Surtos afetam comunidades inteiras
Algumas unidades da JBS respondem por surtos que afetaram comunidades inteiras, como em São Miguel do Guaporé, uma pequena cidade no Estado de Rondônia, onde 266 trabalhadores da empresa haviam sido infectados até 6 de junho, representando mais de 60% dos casos da cidade, diz o MPT na região.
Baseado nisso, o órgão conseguiu uma ordem judicial em 26 de maio para fechar temporariamente as instalações e conter o contágio. O juiz trabalhista Wadler Ferreira afirmou em sua decisão que a unidade da JBS em São Miguel do Guaporé “é a principal fonte de contaminação e propagação do vírus neste pequeno município”, já que é ser empregadora local, com cerca de 900 funcionários na época.
Em Dourados, os casos começaram a surgir por volta de maio. A decisão do procurador do Trabalho Jeferson Pereira foi fechar um acordo envolvendo a JBS e autoridades de saúde locais, o que resultou na realização de testes em massa em julho, pagos pelo Estado. Quase um quarto da força de trabalho de 4.300 pessoas testou positivo, desencadeando um dos piores surtos comunitários no Mato Grosso do Sul.
O município de Dourados tem quase 223 mil habitantes, entre os quais 6.058 testaram positivo para Covid-19 e 82 faleceram até 7 de setembro, mostram dados do Ministério da Saúde. Outros frigoríficos, inclusive a BRF, registraram surtos em fábricas na cidade.
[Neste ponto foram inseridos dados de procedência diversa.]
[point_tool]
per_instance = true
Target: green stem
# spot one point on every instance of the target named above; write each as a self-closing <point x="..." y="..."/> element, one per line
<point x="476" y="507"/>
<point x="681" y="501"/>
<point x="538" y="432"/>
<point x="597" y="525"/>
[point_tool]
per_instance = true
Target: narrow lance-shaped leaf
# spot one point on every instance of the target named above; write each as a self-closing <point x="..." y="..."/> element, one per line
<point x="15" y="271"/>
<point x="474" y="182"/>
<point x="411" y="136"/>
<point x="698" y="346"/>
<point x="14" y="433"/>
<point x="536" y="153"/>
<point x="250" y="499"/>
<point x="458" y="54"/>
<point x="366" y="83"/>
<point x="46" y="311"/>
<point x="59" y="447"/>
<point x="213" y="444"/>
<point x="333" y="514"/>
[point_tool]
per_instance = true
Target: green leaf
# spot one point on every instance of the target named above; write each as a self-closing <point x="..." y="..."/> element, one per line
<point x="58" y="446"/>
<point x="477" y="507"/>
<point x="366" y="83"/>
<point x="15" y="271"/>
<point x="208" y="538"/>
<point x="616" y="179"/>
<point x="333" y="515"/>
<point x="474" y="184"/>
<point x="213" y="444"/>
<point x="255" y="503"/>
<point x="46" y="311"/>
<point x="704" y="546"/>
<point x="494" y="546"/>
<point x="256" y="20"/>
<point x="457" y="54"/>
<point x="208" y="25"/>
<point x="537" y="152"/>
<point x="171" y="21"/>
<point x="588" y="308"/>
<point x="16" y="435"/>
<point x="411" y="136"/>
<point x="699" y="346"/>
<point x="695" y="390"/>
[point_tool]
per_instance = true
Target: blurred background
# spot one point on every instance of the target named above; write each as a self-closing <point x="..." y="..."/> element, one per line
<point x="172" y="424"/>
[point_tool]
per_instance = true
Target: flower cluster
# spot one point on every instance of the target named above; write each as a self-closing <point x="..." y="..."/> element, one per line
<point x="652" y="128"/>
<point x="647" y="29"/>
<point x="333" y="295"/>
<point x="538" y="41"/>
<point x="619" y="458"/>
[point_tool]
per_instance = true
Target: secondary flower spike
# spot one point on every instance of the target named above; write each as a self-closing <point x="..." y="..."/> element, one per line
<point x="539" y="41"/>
Julio Croda, epidemiologista e ex-chefe do departamento federal de imunização e doenças transmissíveis do Ministério da Saúde, afirmou que “toda a pandemia em Dourados se iniciou através de frigoríficos. Isto é um fato epidemiológico”. Por outro lado, a ABPA diz que a indústria sempre agiu para controlar o coronavírus, e nega a avaliação do especialista.
Representados por um sindicato, trabalhadores da JBS em Dourados entraram com uma ação em 14 de julho pedindo que a empresa arque com as despesas de saúde dos funcionários que foram infectados pelo coronavírus. Ainda não há decisão de mérito.
Mantendo seu comportamento de praxe, a JBS defendeu sua posição e afirmou que implementou o protocolo de prevenção com rigor em Dourados, e que teve “um ótimo resultado… no controle da Covid-19 nessa planta”.